Ecosyste.ms: Awesome

An open API service indexing awesome lists of open source software.

Awesome Lists | Featured Topics | Projects

https://github.com/geerlingguy/top500-benchmark

Automated Top500 benchmark for clusters or single nodes.
https://github.com/geerlingguy/top500-benchmark

ansible cluster hpl linpack raspberry-pi supercomputer top500

Last synced: 5 days ago
JSON representation

Automated Top500 benchmark for clusters or single nodes.

Awesome Lists containing this project

README

        

# Top500 Benchmark - HPL Linpack

[![CI](https://github.com/geerlingguy/top500-benchmark/actions/workflows/ci.yml/badge.svg)](https://github.com/geerlingguy/top500-benchmark/actions/workflows/ci.yml)

A common generic benchmark for clusters (or extremly powerful single node workstations) is Linpack, or HPL (High Performance Linpack), which is famous for its use in rankings in the [Top500 supercomputer list](https://top500.org) over the past few decades.

I wanted to see where my various clusters and workstations would rank, historically ([you can compare to past lists here](https://hpl-calculator.sourceforge.net/hpl-calculations.php)), so I built this Ansible playbook which installs all the necessary tooling for HPL to run, connects all the nodes together via SSH, then runs the benchmark and outputs the result.

## Why not PTS?

Phoronix Test Suite includes [HPL Linpack](https://openbenchmarking.org/test/pts/hpl) and [HPCC](https://openbenchmarking.org/test/pts/hpcc) test suites. I may see how they compare in the future.

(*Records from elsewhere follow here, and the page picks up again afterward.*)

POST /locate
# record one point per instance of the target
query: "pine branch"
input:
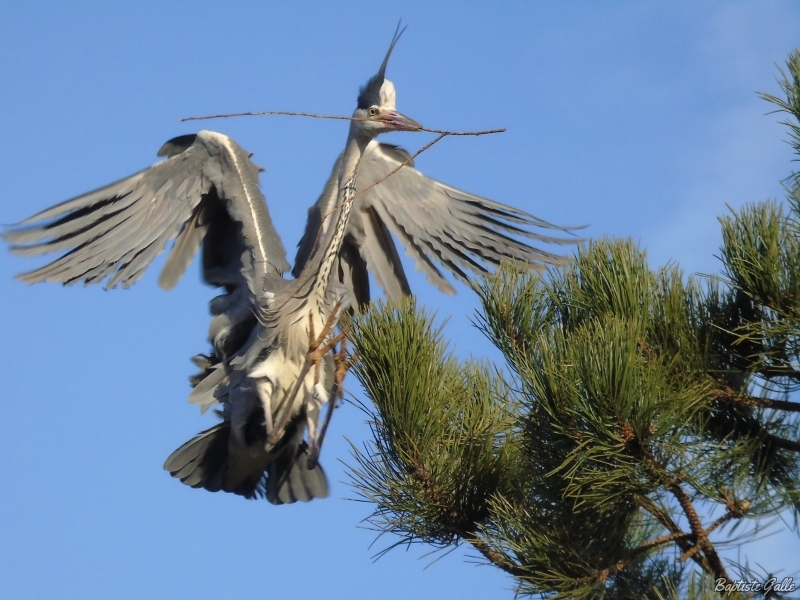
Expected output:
(728, 395)
(701, 538)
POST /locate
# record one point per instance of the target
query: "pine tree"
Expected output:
(642, 416)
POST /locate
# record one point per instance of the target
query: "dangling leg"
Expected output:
(316, 352)
(343, 365)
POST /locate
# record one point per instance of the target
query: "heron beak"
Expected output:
(398, 121)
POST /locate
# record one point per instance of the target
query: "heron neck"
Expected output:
(348, 171)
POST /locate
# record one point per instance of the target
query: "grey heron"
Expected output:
(205, 194)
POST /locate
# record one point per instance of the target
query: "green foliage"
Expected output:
(644, 416)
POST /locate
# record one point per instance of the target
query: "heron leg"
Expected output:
(316, 351)
(343, 365)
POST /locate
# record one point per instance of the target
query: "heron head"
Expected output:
(377, 111)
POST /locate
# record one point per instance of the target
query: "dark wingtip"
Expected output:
(369, 94)
(177, 145)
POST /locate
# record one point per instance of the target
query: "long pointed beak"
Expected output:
(399, 121)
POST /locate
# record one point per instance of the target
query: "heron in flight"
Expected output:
(205, 194)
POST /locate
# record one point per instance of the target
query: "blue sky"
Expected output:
(638, 118)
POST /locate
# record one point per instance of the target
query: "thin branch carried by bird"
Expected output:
(337, 117)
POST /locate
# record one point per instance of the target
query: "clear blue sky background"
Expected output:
(638, 118)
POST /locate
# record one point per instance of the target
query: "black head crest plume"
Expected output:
(369, 95)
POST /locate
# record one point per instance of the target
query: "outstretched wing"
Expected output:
(436, 223)
(206, 190)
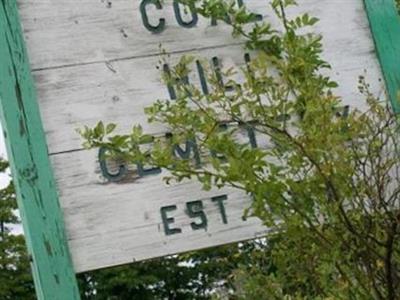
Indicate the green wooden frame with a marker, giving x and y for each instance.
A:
(30, 165)
(385, 26)
(26, 143)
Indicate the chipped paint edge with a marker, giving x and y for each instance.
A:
(36, 190)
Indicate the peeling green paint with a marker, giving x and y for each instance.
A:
(385, 27)
(35, 186)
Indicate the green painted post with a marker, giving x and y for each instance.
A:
(385, 26)
(27, 149)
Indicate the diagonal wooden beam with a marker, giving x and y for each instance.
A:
(32, 173)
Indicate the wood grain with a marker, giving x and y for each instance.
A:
(95, 62)
(32, 173)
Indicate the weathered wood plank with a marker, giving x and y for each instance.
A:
(94, 62)
(69, 32)
(109, 223)
(32, 173)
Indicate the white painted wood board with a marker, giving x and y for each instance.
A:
(92, 61)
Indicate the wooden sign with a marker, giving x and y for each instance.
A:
(97, 60)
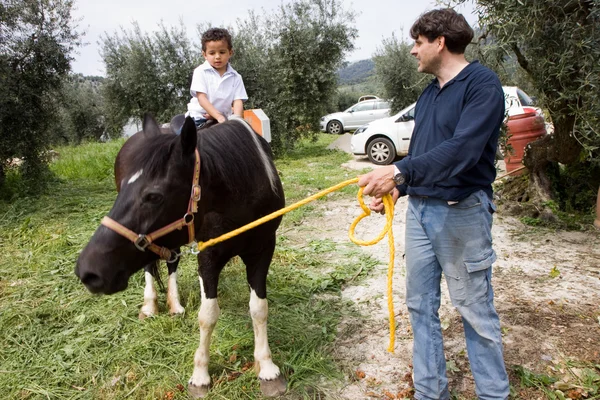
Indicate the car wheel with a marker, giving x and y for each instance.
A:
(381, 151)
(335, 127)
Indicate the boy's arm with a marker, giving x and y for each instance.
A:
(238, 107)
(210, 109)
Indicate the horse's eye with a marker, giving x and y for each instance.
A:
(153, 198)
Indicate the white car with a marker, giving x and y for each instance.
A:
(385, 139)
(359, 114)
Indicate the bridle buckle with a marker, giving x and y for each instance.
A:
(142, 242)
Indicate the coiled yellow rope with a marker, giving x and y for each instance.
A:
(387, 230)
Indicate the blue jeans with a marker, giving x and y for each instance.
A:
(456, 240)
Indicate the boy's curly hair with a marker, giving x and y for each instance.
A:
(447, 23)
(216, 34)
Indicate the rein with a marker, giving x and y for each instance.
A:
(145, 241)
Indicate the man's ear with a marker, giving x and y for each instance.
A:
(149, 125)
(189, 136)
(441, 41)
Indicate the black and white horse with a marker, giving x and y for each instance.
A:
(232, 180)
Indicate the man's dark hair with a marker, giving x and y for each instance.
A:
(447, 23)
(214, 35)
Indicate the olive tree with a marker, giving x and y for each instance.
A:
(557, 44)
(289, 59)
(397, 69)
(37, 38)
(146, 72)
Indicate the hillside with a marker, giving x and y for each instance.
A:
(356, 72)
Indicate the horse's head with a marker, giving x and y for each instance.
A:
(156, 172)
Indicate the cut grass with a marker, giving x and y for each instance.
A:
(61, 342)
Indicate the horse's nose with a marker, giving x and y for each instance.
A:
(92, 281)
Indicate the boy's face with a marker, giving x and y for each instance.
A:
(217, 54)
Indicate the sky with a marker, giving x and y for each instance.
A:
(375, 21)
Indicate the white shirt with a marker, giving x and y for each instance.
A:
(221, 91)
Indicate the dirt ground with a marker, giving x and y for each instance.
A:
(547, 293)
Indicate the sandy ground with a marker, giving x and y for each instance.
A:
(547, 288)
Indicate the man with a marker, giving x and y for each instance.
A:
(448, 177)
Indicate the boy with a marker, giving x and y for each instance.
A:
(216, 86)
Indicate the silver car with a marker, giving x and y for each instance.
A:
(358, 115)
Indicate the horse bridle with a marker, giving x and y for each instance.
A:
(145, 241)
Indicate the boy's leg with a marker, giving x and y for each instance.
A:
(423, 275)
(463, 242)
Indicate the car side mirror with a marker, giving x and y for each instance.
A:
(405, 118)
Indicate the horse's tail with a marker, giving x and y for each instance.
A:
(266, 159)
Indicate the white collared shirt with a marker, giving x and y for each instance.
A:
(221, 91)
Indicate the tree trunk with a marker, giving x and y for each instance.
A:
(597, 221)
(558, 147)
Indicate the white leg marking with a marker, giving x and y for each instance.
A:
(207, 319)
(135, 176)
(149, 308)
(173, 295)
(259, 311)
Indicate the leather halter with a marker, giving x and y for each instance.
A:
(145, 241)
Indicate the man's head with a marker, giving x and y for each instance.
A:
(447, 23)
(436, 31)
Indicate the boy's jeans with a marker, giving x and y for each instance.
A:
(456, 240)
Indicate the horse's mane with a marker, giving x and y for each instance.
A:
(230, 157)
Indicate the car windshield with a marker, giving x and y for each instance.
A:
(410, 110)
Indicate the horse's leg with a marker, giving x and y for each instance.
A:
(172, 292)
(272, 382)
(208, 315)
(150, 307)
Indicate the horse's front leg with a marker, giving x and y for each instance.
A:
(150, 306)
(272, 382)
(175, 306)
(207, 319)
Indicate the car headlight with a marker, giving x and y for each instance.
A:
(361, 129)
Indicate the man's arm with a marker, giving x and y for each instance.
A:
(210, 109)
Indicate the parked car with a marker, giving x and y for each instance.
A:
(386, 139)
(359, 114)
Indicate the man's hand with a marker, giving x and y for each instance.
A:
(378, 182)
(377, 203)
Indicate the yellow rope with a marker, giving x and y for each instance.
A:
(389, 212)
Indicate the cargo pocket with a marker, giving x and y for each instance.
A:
(474, 266)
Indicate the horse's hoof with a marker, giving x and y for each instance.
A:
(197, 392)
(145, 314)
(177, 310)
(274, 387)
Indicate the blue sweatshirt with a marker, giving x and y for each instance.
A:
(454, 142)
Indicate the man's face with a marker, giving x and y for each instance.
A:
(427, 54)
(217, 54)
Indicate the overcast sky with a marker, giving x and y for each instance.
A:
(376, 20)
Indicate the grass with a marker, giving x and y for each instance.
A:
(61, 342)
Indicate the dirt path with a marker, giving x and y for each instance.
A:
(547, 288)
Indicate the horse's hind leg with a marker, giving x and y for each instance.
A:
(207, 319)
(272, 382)
(150, 306)
(172, 292)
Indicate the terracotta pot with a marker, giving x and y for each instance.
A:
(597, 221)
(522, 129)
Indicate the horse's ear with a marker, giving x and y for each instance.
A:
(189, 136)
(150, 126)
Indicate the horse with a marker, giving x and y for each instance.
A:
(219, 179)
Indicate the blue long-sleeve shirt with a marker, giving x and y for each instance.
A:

When I initially started down this journey, the PTS versions didn't play nicely with the Pi, especially when clustered. And the PTS versions don't seem to support clustered usage at all!

## Supported OSes

Currently supported OSes:

- Ubuntu (20.04+)
- Raspberry Pi OS (11+)
- Debian (11+)
- Rocky Linux (9+)
- AlmaLinux (9+)
- CentOS Stream(9+)
- RHEL (9+)
- Fedora (38+)
- Arch Linux
- Manjaro

Other OSes may need a few tweaks to work correctly. You can also run the playbook inside Docker (see the note under 'Benchmarking - Single Node'), but performance will be artificially limited.

## Benchmarking - Cluster

Make sure you have Ansible installed (`pip3 install ansible`), then copy the following files:

- `cp example.hosts.ini hosts.ini`: This is an inventory of all the hosts in your cluster (or just a single computer).
- `cp example.config.yml config.yml`: This has some configuration options you may need to override, especially the `ssh_*` and `ram_in_gb` options (depending on your cluster layout)

Each host should be reachable via SSH using the username set in `ansible_user`. Other Ansible options can be set under `[cluster:vars]` to connect in more exotic clustering scenarios (e.g. via bastion/jump-host).

Tweak other settings inside `config.yml` as desired (the most important being `hpl_root`—this is where the compiled MPI, ATLAS/OpenBLAS/Blis, and HPL benchmarking code will live).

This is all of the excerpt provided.